After reading "Gods and Generals" by Jeff Shaara (now a motion-picture), I remembered having read this essay which goes perfectly with that book-
The speaker has drawn for you of the North, with a master's hand, the picture of your returning armies. He has told you how, in the pomp and circumstance of war, they came back to you marching with proud and vicious tread, reading their glory in a nation's eyes! Will you bear with me while I tell you of another army that sought its home at the close of the late war-- an army that marched home in defeat and not in victory, in pathos and not in splendor, but in glory that equaled yours, and to hearts as loving as ever welcomed heroes home? Let me picture to you the footsore Confederate soldier, as, buttoning up in his faded gray jacket the parole which was to bear testimony to his children of his fidelity and faith, he turned himself southward from Appomattox in April, 1865. Think of him as ragged, half-starved, heavy-hearted, enfeebled by want and wounds; having fought to exhaustion, he surrenders his gun, wrings the hands of his comrades in silence, and, lifting his tear-stained and pallid face for the last time to the graves that dot the old Virginia hills, pulls his gray cap over his brow and begins the slow and painful journey. What does he find-- let me ask you who went to your homes eager to find in the welcome you had justly earned full payment for four years sacrifice-- what does he find when, having followed the battle-stained cross against overwhelming odds, dreading death not half so much as surrender, he reaches the home he left so prosperous and beautiful? He finds his home in ruins; his farm devastated; his slaves free; his stock killed; his barn empty; his trade destroyed; his money worthless; his social system, feudal in its magnificence, swept away; his people without law or legal status; his comrades slain; and the burdens of others heavy on his shoulders. Crushed by defeat, his very traditions are gone; without money, credit, employment, material, or training; and beside all this, confronted with the gravest problem that ever met human intelligence-- the establishing of a status for the vast body of his liberated slaves.
What does he do; this hero in gray with a heart of gold? Does he sit down in sullenness and despair?
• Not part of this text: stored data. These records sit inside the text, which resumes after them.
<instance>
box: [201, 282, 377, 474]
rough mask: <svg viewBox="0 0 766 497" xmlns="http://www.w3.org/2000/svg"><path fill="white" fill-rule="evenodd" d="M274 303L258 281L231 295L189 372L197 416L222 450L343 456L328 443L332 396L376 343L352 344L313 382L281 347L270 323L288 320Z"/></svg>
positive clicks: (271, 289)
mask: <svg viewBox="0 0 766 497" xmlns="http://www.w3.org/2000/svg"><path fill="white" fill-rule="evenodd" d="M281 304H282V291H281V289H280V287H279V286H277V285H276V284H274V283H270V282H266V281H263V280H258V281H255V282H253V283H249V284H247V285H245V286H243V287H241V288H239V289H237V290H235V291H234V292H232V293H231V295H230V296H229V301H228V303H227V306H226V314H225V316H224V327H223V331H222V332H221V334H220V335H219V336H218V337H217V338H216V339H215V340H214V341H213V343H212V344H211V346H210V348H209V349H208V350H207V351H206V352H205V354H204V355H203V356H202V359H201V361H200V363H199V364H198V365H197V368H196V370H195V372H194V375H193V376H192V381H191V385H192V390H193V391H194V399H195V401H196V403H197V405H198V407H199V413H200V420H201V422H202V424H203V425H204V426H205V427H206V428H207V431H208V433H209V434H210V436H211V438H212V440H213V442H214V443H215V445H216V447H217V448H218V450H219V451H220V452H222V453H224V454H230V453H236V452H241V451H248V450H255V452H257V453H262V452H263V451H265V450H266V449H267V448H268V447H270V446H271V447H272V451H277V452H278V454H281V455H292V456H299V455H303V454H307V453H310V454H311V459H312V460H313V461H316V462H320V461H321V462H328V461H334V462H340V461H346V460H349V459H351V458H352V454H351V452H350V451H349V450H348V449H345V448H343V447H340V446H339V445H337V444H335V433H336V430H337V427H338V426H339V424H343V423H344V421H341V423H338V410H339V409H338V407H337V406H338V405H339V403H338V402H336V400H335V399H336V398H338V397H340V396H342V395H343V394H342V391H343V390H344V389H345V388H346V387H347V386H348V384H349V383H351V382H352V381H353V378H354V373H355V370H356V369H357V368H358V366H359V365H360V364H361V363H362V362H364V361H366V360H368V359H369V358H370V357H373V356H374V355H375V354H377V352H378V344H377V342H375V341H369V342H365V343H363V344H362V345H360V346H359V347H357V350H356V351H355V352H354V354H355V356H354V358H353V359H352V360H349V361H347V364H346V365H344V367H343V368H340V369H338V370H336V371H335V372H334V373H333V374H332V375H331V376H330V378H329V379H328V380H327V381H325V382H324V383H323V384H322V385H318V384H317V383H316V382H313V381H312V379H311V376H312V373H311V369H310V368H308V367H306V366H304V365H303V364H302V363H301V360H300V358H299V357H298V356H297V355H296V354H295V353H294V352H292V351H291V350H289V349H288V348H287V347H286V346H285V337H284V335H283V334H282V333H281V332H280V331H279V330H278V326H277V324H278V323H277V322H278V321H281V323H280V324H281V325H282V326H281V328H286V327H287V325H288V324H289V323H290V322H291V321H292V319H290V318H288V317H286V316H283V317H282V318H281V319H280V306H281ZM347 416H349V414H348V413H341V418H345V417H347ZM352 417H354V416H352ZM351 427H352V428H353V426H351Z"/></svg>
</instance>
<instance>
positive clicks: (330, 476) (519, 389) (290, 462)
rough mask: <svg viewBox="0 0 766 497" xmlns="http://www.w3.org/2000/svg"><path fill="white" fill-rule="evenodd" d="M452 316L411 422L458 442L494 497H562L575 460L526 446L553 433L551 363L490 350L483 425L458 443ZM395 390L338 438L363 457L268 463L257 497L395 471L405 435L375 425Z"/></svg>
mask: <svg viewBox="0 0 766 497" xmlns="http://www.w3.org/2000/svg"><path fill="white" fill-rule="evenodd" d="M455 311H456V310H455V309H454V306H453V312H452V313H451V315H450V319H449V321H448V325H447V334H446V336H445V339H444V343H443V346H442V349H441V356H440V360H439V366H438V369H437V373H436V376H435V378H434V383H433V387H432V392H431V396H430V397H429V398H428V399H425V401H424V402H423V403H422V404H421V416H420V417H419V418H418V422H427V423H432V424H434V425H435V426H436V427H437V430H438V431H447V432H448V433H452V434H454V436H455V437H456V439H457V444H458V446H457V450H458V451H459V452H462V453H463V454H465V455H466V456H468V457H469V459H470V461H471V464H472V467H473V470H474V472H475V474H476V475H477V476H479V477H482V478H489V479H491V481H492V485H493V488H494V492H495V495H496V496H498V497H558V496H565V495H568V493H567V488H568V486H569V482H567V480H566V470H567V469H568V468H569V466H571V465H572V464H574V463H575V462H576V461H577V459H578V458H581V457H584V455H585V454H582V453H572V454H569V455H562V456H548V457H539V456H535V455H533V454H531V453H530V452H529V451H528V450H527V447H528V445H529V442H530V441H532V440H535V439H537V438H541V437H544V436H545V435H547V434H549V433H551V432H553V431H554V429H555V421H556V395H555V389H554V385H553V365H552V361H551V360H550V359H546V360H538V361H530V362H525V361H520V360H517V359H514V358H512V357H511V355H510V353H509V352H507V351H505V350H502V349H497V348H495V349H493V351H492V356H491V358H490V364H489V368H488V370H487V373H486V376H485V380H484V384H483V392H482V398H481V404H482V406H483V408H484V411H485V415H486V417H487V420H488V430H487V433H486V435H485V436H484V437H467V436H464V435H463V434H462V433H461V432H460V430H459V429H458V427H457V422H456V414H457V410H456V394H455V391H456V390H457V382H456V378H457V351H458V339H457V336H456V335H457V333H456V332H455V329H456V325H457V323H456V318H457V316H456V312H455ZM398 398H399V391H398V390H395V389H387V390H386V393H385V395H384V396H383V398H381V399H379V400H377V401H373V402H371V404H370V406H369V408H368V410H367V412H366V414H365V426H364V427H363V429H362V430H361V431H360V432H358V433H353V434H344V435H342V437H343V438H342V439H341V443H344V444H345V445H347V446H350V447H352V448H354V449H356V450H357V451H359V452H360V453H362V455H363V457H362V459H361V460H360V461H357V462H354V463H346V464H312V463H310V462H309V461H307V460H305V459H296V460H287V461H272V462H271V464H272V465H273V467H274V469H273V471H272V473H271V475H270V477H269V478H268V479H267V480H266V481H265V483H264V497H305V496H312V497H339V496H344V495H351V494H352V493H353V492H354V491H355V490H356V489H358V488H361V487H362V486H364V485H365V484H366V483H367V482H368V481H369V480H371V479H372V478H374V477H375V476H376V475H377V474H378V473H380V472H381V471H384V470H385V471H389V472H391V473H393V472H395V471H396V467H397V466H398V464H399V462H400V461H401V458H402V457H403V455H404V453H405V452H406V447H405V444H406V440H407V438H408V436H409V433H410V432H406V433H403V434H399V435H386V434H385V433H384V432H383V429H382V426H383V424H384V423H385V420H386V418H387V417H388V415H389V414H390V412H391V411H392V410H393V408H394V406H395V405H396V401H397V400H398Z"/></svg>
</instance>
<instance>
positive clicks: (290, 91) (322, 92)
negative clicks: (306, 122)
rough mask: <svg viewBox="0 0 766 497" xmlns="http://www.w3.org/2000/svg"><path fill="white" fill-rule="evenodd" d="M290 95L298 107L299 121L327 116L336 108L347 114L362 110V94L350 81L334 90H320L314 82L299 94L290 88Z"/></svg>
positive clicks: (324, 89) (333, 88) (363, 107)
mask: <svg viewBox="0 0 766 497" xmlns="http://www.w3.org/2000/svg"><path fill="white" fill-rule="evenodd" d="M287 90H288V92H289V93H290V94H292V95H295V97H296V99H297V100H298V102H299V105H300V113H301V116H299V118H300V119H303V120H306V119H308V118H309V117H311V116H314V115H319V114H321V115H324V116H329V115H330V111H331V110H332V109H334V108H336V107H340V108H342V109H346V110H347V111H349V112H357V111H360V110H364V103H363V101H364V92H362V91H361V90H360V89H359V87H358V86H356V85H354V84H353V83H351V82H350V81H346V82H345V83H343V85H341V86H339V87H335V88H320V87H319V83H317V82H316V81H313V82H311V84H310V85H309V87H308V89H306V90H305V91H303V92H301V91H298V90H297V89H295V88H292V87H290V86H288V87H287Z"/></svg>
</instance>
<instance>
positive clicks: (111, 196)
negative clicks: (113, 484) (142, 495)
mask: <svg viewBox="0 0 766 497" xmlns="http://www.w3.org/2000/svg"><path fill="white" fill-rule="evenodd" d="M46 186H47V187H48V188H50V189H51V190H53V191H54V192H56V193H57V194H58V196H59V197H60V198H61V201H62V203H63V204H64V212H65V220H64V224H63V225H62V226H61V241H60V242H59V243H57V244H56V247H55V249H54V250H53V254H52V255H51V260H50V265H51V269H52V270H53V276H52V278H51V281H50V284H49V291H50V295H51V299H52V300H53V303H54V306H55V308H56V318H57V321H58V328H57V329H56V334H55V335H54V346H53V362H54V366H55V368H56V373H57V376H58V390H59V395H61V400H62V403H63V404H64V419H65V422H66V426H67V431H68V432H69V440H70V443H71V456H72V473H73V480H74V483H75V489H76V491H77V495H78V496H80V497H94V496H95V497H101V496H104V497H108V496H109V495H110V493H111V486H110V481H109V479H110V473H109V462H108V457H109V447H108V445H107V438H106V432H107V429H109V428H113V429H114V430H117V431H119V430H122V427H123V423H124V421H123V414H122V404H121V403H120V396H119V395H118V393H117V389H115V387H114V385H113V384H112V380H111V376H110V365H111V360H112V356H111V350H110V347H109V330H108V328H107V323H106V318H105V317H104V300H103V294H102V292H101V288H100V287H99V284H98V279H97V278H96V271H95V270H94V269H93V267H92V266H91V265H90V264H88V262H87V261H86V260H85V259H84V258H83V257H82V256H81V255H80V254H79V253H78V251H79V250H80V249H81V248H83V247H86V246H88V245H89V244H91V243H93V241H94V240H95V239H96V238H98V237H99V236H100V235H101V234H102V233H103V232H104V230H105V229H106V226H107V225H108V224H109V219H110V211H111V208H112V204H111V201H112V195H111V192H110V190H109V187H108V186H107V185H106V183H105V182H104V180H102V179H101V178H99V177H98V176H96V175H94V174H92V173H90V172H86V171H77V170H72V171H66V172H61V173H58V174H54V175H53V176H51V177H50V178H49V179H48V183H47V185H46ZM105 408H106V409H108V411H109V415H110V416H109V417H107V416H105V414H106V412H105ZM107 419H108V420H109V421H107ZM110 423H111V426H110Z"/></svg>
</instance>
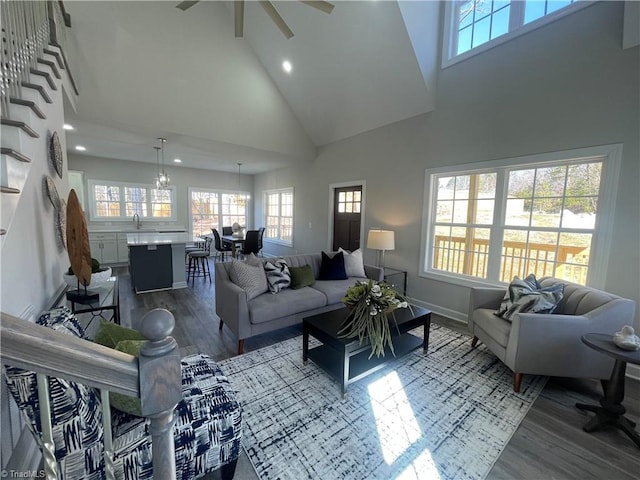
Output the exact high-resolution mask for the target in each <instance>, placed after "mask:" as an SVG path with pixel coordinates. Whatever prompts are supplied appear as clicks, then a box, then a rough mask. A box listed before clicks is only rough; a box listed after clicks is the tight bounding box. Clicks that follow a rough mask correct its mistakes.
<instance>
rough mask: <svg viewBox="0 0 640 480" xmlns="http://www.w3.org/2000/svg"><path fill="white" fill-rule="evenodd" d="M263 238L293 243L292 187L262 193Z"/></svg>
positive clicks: (283, 188)
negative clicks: (263, 237) (263, 229)
mask: <svg viewBox="0 0 640 480" xmlns="http://www.w3.org/2000/svg"><path fill="white" fill-rule="evenodd" d="M264 205H265V216H264V225H265V238H267V239H269V240H271V241H275V242H278V243H283V244H285V245H293V188H283V189H279V190H270V191H267V192H265V193H264Z"/></svg>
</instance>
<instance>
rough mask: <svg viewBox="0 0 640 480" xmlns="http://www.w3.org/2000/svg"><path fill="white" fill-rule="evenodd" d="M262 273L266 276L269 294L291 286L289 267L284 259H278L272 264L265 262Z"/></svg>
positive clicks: (288, 265)
mask: <svg viewBox="0 0 640 480" xmlns="http://www.w3.org/2000/svg"><path fill="white" fill-rule="evenodd" d="M264 271H265V273H266V274H267V283H268V284H269V291H270V292H271V293H273V294H275V293H278V292H280V291H281V290H284V289H285V288H289V286H290V285H291V273H290V272H289V265H287V262H286V261H285V260H284V259H282V258H279V259H278V260H276V261H275V262H274V263H271V262H266V263H265V264H264Z"/></svg>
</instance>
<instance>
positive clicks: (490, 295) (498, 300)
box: [467, 287, 506, 331]
mask: <svg viewBox="0 0 640 480" xmlns="http://www.w3.org/2000/svg"><path fill="white" fill-rule="evenodd" d="M505 292H506V289H504V288H493V287H475V288H472V289H471V290H470V292H469V312H468V314H467V323H468V324H469V328H470V329H471V327H472V324H473V312H474V310H476V309H478V308H490V309H491V310H497V309H498V308H499V307H500V303H501V302H502V299H503V298H504V294H505ZM471 331H473V330H472V329H471Z"/></svg>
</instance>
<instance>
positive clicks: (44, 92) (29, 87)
mask: <svg viewBox="0 0 640 480" xmlns="http://www.w3.org/2000/svg"><path fill="white" fill-rule="evenodd" d="M21 85H22V86H23V87H24V88H32V89H34V90H37V91H38V92H39V93H40V96H41V97H42V98H43V99H44V101H45V102H47V103H53V100H51V97H50V96H49V94H48V93H47V91H46V90H45V89H44V87H43V86H42V85H38V84H37V83H30V82H22V83H21Z"/></svg>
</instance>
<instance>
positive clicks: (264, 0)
mask: <svg viewBox="0 0 640 480" xmlns="http://www.w3.org/2000/svg"><path fill="white" fill-rule="evenodd" d="M199 1H200V0H195V1H184V2H180V3H179V4H178V5H176V8H179V9H180V10H182V11H183V12H184V11H185V10H187V9H189V8H191V7H193V6H194V5H195V4H196V3H198V2H199ZM300 1H301V3H304V4H306V5H309V6H310V7H313V8H317V9H318V10H320V11H321V12H324V13H327V14H329V13H331V11H332V10H333V7H334V5H333V4H331V3H329V2H325V1H322V0H315V1H314V0H312V1H303V0H300ZM258 3H259V4H260V5H261V6H262V8H263V9H264V11H265V12H267V15H269V17H271V20H272V21H273V23H275V24H276V26H277V27H278V28H279V29H280V31H281V32H282V34H283V35H284V36H285V37H287V38H291V37H293V32H292V31H291V29H290V28H289V26H288V25H287V24H286V22H285V21H284V20H283V18H282V17H281V16H280V14H279V13H278V11H277V10H276V7H274V6H273V4H272V3H271V2H270V1H269V0H259V1H258ZM233 13H234V20H235V32H236V37H242V36H243V34H244V0H234V2H233Z"/></svg>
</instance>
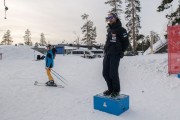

Not for a day. Surely God, who had stripped him of his prosperity, inspired him in his adversity. As ruin was never before so overwhelming, never was restoration swifter. The soldier stepped from the trenches into the furrow; horses that had charged Federal guns marched before the plow; and fields that ran red with human blood in April were green with the harvest in June. Never was nobler duty confided to human hands than the uplifting and upbuilding of the prostrate and bleeding South,-- misguided, perhaps, but beautiful in her suffering; and honest, brave, and generous always. In the record of her social, industrial, and political evolution we wait with confidence the verdict of the world.